After making numerous contradictory statements about Khashoggi’s fate, Riyadh said he had been killed and his body dismembered when negotiations to persuade him to return to Saudi Arabia failed.
Police believe information obtained in the investigation indicate that the dismembered remains of Khashoggi may have been burnt, Anadolu said.
Despite Turkey’s investigation looking at the kingdom’s consulate in Istanbul, the consul’s residence and several other locations, Khashoggi’s remains have not been found.
Khashoggi’s killing has severely strained ties between Turkey and Saudi Arabia, although Turkish President Tayyip Erdogan has good ties with the Saudi monarch, King Salman.
Erdogan has said Khashoggi’s killing was ordered by the highest level of Saudi leadership and has repeatedly called on Saudi officials to identify a “local cooperator” involved in the killing.
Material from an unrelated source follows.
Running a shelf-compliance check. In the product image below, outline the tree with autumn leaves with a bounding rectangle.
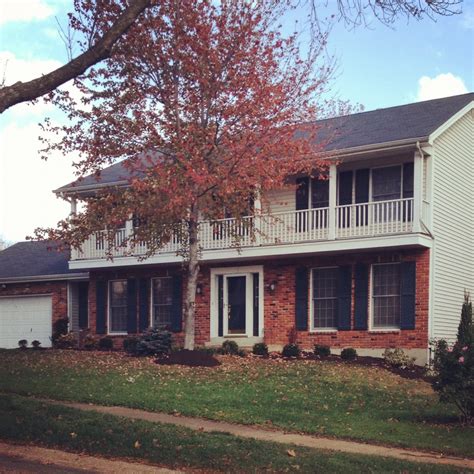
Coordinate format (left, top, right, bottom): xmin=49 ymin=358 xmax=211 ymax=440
xmin=37 ymin=0 xmax=331 ymax=349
Riyadh has rejected accusations that the crown prince was involved.
Footage from the police report shown on Turkish televisions showed a man believed to be a Khashoggi impersonator walking alongside a man police say is the “local cooperator” in the case. The identity of the man was not immediately clear.
Turkish police also believe Hatice Cengiz, Khashoggi’s fiancée, may have been a second victim in the murder if she had entered the Saudi consulate with Khashoggi, Anadolu said.